A person with a large frame has more bone mass and naturally weighs more than someone with a small frame at the same height. The standard adjustment is ±10% from the calculated ideal weight. You can estimate frame size by measuring your wrist circumference. For women under 5'2", a wrist under 5.5" indicates a small frame, while over 5.75" suggests a large frame. For men over 5'5", a wrist under 6.5" is small and over 7.5" is large.
Why are the formula results different from each other?
Each formula was developed by different researchers using different datasets. Hamwi (1964) for clinical nutrition, Devine (1974) for drug dosing, Robinson and Miller (1983) from insurance tables, Peterson (2016) from modern BMI research. They agree most for average heights and diverge for very short or tall people. Using the average of all 7 gives a more reliable estimate.
Should I aim for exactly my ideal weight?

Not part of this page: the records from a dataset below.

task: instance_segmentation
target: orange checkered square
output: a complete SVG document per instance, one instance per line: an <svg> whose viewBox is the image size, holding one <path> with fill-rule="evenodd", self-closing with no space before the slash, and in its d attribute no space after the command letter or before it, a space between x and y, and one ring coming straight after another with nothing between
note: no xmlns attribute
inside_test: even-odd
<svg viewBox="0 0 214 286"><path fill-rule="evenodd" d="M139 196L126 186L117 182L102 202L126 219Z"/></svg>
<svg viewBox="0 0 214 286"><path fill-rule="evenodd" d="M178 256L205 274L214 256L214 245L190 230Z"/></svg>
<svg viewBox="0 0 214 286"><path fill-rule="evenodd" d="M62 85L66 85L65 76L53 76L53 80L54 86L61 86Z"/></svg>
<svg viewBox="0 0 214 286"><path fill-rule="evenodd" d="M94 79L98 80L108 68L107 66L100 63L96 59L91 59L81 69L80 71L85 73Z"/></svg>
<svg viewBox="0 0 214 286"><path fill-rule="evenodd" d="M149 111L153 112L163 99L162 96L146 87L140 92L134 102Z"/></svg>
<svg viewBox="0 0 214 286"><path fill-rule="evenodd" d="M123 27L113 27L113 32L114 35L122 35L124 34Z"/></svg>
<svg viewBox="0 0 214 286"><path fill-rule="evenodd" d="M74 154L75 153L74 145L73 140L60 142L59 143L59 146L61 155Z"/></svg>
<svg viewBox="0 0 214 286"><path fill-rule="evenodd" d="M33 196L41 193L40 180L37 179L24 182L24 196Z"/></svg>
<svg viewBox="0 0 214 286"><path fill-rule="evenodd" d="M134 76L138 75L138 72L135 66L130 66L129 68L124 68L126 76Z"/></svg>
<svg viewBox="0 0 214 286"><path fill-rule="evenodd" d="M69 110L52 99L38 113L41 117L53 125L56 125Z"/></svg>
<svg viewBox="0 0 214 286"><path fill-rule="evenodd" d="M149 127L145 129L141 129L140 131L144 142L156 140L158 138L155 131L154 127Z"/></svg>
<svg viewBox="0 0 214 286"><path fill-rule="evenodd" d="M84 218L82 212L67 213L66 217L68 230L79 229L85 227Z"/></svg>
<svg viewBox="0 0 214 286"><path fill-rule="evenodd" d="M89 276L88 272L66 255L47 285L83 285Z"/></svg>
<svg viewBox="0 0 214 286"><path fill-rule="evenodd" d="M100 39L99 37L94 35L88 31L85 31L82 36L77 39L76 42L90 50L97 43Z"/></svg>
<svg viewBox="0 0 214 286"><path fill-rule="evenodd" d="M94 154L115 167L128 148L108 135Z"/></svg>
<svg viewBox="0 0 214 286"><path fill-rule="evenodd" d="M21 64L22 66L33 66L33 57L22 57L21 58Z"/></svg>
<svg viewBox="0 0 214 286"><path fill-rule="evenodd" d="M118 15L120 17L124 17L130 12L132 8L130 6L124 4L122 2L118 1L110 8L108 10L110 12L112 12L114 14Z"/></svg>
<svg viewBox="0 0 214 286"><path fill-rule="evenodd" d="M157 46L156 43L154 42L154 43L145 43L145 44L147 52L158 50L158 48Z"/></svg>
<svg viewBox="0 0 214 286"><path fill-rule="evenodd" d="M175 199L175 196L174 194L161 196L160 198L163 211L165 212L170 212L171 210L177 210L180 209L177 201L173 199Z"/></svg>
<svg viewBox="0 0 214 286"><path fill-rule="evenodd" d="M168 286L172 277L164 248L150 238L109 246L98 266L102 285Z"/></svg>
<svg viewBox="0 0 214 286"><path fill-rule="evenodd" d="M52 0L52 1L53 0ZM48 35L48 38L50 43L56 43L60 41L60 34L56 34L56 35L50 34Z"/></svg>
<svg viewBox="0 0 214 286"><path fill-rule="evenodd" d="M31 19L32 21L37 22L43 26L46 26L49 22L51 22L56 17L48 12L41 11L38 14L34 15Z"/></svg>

No. Ideal weight is a guideline, not a precise target. Your healthy weight range — based on a BMI between 18.5 and 24.9 — is more useful than a single number. Factors like muscle mass, bone density, body fat distribution, and fitness level matter more. An athlete with significant muscle mass may weigh above their IBW while being in excellent health.
How fast can I safely reach my ideal weight?
Medical guidelines recommend losing 0.5–1 kg (1–2 lbs) per week for sustainable weight loss. Faster loss often involves muscle loss and metabolic slowdown. For weight gain, 0.25–0.5 kg per week is realistic for lean mass. The calculator provides a timeline based on these safe rates.
Why do Asian populations have different BMI thresholds?
Asian and South Asian populations tend to have higher body fat percentages at the same BMI compared to European populations, and develop metabolic diseases at lower BMIs. The WHO recommends an overweight threshold of BMI 23 (instead of 25) and obesity at 27.5 (instead of 30) for these populations.